Whereas the great emotional distance I felt in the figures was terrifying, now in the banners it is an exalted detachment that uplifts, enlivens, pacifies, liberates.
Flag and banner are closely tied to symbol and literal message. And although I have ascribed meanings to Ladin’s Sky Banners, in fact they go in the opposite direction, away from the symbolic, the message. They carry no message. They are not ironic. They are purposeless. Ladin says he wants to stay away from promoting personal propaganda in specific symbols or symbolism. He has chosen the perfect vehicle for this, for the banners exert no propaganda on us viz any doctrine at all, and therein lies their freedom. And in that freedom metaphors fly on the winds of our individual and collective imagination. What a paradox. An art of such freedom—an anonymous art touching so many without interfering with them. The banners forge a communal relationship between art, people and nature.
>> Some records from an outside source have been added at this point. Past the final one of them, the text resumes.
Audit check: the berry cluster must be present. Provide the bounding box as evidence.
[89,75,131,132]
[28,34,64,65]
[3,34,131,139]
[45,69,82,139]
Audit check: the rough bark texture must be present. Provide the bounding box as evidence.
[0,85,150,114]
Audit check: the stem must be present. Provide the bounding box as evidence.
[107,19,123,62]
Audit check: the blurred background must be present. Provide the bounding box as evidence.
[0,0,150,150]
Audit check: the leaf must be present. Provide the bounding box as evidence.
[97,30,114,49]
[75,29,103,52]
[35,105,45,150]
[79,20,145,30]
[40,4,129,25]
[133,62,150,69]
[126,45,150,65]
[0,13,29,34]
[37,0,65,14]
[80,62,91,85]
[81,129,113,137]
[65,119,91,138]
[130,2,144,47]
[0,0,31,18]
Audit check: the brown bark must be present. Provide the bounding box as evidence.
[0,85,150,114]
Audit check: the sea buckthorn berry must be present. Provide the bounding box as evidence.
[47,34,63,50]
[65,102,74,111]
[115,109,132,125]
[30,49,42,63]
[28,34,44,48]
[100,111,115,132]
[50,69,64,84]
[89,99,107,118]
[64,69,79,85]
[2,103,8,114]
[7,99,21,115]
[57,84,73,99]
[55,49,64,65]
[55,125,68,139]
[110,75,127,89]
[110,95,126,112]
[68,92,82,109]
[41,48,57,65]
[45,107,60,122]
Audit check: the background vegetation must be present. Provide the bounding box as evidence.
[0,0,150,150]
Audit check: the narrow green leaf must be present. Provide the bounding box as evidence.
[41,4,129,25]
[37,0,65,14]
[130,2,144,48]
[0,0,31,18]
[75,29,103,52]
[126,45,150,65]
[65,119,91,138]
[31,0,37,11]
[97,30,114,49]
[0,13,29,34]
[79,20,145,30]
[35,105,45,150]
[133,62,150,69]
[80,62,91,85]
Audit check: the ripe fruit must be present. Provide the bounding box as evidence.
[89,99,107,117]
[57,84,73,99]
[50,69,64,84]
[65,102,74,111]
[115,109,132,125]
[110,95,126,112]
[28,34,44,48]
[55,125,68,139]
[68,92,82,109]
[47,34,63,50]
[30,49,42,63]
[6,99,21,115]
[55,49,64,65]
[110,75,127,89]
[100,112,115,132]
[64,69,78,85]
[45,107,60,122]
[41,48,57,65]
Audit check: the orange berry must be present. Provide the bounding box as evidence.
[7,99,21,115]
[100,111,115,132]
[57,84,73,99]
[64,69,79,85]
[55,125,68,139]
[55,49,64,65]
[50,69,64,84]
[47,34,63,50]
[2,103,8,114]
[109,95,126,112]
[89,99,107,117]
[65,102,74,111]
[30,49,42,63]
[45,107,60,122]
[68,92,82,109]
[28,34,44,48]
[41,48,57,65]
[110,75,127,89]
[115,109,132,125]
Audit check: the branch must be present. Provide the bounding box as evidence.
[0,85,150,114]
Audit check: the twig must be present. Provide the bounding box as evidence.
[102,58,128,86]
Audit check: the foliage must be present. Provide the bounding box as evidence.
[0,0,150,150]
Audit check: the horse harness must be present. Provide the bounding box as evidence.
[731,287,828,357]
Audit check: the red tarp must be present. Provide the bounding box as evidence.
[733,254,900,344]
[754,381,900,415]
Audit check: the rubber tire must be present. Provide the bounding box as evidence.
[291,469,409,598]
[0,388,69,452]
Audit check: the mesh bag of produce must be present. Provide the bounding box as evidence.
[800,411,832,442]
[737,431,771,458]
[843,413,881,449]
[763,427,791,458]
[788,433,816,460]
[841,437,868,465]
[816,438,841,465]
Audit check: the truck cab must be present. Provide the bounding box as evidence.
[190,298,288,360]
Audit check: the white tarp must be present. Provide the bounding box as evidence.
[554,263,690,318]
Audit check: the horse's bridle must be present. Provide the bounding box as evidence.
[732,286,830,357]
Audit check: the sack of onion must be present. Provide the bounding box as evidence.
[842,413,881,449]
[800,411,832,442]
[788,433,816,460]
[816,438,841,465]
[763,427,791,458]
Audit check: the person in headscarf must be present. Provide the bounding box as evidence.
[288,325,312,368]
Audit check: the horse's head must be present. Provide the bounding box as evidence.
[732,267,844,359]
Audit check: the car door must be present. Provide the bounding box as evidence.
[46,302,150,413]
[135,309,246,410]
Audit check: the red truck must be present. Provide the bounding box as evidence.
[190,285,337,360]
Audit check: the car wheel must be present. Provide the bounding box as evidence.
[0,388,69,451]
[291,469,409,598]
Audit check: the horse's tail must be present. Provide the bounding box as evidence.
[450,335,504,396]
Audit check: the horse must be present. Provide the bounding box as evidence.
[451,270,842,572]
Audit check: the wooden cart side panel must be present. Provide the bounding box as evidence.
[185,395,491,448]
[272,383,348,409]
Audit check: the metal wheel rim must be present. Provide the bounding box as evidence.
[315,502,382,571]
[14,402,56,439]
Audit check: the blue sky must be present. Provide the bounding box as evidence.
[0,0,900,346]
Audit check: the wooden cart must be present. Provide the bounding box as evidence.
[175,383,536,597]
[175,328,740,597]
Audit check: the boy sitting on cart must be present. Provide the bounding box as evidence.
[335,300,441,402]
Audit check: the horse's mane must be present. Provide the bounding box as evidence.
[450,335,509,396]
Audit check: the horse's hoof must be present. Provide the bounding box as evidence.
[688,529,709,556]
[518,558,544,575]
“I can’t tell you how many people came up to me when they found out I was the person who did the Rosendale railroad bridge banner to tell me ‘Oh my God you made my drive home from work a joy! The banner made me feel good, made me forget the troubles of the day’” Ladin said. “The best thing I heard was from a woman who told me how her daughter would see the banner on her way to school each day [To see art every day—that’s a lot!] and she would report to me, ‘Oh the banner was drooping and still today. It looked so sad.’ Or, ‘it was sailing and filled with wind; it made me so happy!’” Ladin says, “More people saw this banner than all of my gallery shows put together. And that’s a responsibility!”

From the Icons series
People are moved by the Sky Banners as they are by nature, by weather as mood where emotions shift suddenly, subtle as wind.
The City of Kingston has asked Ladin to design a banner for the city. The banner is to hang from the Wilbur railroad bridge over the Rondout Creek near the Strand. It will be a triangular banner approximately 80 feet by 40 feet high, the largest, most ambitious one Ladin has attempted to date. Even more elaborate engineering will be required to hang this gigantic banner, as well as a boat to direct the installation from. Ladin is seeking permission from Conrail as it is an active train bridge. He is in the process of raising funds for the project and is making plans for the banner to be installed this summer.
A show of Stephen Ladin’s paintings, sculpture and ceramics will open March 12 at the Albert Shahinian Gallery at 198 Main Street in Poughkeepsie, 5-9 p.m., with a poetry reading at the gallery from 8-9 p.m. featuring J.J. Blickstein and Susan McKechnie.